Since we looked at Mead Johnson Nutrition last year, the company has dropped a point, as revenue growth slowed in the past 12 months. Moreover, the stock has managed to eke out only a tiny gain in a generally up market over the past year.
Mead Johnson makes baby formula and other children's nutritional products. Its Enfamil brand is a familiar name among new parents, and the company has global scope.
But Mead Johnson suffered a big scare in the past year. Late last December, a 10-day-old infant died after taking Enfamil, and shares dropped sharply as a result as major retailers pulled formula from their shelves. After inspection, however, the FDA concluded that the batch of formula was free of bacteria and other harmful contents.

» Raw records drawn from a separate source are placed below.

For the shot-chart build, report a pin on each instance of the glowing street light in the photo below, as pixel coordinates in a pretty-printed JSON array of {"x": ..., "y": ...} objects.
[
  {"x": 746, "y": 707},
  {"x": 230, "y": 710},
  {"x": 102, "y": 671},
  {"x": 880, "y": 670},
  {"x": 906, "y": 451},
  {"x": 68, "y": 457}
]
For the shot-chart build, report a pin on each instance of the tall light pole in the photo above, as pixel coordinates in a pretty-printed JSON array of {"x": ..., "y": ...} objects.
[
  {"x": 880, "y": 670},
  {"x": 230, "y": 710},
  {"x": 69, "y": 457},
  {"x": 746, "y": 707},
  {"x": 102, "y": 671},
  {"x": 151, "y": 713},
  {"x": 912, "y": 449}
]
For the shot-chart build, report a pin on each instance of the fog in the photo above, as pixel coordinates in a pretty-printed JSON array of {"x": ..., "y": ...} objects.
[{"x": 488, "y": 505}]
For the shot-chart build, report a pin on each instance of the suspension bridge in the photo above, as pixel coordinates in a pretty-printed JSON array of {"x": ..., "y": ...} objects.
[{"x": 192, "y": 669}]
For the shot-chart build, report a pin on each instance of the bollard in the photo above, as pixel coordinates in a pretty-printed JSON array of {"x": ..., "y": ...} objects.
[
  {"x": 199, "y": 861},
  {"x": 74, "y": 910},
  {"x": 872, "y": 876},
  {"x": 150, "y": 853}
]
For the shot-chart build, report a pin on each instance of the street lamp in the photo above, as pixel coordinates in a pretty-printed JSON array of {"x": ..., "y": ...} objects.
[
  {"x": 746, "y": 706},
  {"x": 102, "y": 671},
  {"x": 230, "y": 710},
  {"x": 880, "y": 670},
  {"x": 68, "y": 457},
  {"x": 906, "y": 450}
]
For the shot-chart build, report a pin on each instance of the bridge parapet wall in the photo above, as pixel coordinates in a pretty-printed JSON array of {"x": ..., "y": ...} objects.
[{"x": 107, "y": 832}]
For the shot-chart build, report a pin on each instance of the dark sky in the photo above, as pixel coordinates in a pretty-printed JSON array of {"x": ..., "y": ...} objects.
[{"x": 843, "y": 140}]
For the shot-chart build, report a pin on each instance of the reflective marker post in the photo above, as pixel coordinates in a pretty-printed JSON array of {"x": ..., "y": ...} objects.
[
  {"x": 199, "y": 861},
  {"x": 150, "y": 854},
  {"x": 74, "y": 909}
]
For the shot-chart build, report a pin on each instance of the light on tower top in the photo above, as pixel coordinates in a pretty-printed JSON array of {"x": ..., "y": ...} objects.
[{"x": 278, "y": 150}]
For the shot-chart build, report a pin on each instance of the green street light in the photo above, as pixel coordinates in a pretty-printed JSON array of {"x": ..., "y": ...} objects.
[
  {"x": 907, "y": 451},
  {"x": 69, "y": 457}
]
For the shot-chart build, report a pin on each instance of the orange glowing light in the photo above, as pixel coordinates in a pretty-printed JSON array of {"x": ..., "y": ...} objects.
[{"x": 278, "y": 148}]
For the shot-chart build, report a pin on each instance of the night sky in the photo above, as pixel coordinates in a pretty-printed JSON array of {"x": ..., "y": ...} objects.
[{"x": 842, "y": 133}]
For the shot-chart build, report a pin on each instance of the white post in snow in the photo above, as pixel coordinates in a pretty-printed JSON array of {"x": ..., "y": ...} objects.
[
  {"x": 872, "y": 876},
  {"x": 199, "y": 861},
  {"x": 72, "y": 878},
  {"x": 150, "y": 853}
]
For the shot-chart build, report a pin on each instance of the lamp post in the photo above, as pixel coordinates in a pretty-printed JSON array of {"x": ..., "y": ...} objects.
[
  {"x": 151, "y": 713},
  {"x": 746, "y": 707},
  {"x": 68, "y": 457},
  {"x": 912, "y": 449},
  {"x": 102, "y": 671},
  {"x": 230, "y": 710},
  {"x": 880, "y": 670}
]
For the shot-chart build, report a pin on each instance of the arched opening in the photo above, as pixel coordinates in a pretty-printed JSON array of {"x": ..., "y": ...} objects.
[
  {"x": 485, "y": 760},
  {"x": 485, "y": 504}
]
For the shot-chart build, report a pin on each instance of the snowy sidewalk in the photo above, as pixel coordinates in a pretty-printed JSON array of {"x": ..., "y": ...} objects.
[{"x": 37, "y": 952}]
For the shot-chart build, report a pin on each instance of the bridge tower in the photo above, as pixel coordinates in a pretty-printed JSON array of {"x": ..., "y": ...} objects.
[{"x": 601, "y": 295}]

The longer-term threat to Mead Johnson, though, comes from strong competition. Earlier this year, Pfizer (NYSE: PFE ) sold its infant nutrition business to Nestle, which submitted a higher bid than a group that included Mead Johnson. Moreover, Abbott Labs (NYSE: ABT ) is splitting itself into two parts, with one part focusing directly on nutritional offerings that include Ensure, Pedialyte, and Similac, directly competing against Mead Johnson's products. Perrigo (Nasdaq: PRGO ) also makes store-brand formulas and other nutritional products.
For Mead Johnson to improve, it needs to keep struggling to find avenues for growth. Yet in a competitive atmosphere, that won't be easy. Unless it can find innovative ways to expand, Mead Johnson will have a tough time growing toward perfection.
No stock is a sure thing, but some stocks are a lot closer to perfect than others. By looking for the perfect stock, you'll go a long way toward improving your investing prowess and learning how to separate the best investments from the rest.